Dans les tabacs presse tahitiens, les quelque 600 titres encore en vente disparaîtront donc dès le 1er janvier. Ne subsisteront que quelques magazines locaux et l'unique quotidien de Polynésie, Tahiti Info.
Une distribution alternative via la Nouvelle-Calédonie ?
Directeur du géant de la distribution de presse France Messagerie, qui expédie chaque jour 700 000 journaux et magazines en France et en Outre-mer, Eric Matton indique étudier avec son concurrent les Messageries lyonnaises de presse "la possibilité d'organiser une distribution alternative via la Nouvelle-Calédonie". Mais la distribution a elle-même été très affectée par les émeutes qui ont éclaté en mai sur le Caillou, laissant planer le doute sur ce projet.

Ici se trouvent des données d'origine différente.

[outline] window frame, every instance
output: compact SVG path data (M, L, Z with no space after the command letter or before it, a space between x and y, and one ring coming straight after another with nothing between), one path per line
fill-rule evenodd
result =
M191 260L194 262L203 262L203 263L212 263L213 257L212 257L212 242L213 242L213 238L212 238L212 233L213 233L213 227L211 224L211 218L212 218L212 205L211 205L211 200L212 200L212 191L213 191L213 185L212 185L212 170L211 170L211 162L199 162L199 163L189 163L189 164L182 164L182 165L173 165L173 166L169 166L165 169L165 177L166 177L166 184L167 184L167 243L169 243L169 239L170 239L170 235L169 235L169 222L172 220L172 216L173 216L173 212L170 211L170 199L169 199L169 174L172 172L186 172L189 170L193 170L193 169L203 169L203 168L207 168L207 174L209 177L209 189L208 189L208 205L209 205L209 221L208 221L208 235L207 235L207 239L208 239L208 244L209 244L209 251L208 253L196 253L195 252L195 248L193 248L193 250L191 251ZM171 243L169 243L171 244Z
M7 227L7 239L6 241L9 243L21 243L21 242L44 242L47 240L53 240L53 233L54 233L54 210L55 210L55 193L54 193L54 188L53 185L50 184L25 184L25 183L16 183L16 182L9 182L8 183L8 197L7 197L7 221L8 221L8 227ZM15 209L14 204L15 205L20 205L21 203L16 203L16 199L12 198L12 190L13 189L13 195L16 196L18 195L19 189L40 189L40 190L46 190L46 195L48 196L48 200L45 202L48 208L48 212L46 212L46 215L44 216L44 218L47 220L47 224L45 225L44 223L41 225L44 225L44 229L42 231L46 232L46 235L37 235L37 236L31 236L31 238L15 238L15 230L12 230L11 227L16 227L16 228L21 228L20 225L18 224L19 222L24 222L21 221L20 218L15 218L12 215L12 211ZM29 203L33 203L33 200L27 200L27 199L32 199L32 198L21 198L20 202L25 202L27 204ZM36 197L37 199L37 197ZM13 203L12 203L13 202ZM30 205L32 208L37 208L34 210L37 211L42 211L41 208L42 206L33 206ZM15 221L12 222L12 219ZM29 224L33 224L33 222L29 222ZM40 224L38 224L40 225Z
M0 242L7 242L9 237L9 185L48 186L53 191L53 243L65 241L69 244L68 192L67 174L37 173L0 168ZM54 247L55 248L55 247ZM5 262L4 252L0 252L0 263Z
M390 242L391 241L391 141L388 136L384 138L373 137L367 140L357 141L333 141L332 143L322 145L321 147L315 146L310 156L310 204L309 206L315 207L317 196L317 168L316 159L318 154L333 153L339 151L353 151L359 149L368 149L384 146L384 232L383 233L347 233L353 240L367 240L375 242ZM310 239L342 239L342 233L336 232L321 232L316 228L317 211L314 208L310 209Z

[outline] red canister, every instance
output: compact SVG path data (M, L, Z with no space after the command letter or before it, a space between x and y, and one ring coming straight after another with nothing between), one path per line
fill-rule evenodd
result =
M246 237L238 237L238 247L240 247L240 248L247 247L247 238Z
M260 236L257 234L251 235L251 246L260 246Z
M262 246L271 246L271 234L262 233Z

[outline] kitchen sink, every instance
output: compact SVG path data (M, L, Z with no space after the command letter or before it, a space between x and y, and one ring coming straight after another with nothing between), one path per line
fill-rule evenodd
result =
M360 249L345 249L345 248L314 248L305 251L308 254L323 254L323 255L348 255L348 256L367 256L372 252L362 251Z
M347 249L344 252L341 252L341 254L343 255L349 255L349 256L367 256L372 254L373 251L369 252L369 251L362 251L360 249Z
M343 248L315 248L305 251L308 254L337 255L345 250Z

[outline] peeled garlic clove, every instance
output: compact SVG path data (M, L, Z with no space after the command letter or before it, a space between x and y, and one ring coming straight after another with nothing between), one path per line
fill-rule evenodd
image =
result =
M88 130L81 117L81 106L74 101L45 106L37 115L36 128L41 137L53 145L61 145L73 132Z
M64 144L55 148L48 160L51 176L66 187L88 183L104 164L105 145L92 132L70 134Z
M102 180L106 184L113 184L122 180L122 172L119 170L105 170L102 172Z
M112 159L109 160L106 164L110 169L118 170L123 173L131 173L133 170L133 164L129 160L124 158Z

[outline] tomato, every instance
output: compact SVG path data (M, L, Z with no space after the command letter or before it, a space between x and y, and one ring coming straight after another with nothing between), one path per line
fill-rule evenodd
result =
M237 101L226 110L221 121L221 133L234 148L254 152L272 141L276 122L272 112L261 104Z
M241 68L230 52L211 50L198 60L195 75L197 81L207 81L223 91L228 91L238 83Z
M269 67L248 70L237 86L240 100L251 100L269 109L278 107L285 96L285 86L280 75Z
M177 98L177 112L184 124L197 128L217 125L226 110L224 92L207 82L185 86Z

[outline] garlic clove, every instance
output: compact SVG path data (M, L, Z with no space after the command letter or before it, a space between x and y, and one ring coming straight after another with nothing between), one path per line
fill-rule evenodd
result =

Laurent Martinez, le patron de Monique Tautia, s'inquiète de ne bientôt plus pouvoir conserver son employée dans la petite entreprise familiale qui porte le prénom de sa mère, Kina. "La presse, c'est 20% de mon chiffre d'affaires, mais c'est aussi un produit d'appel pour des clients réguliers qui viennent pour un magazine puis achètent autre chose", explique-t-il. Et il conserve encore un mince espoir : l'impression des titres nationaux par un imprimeur local.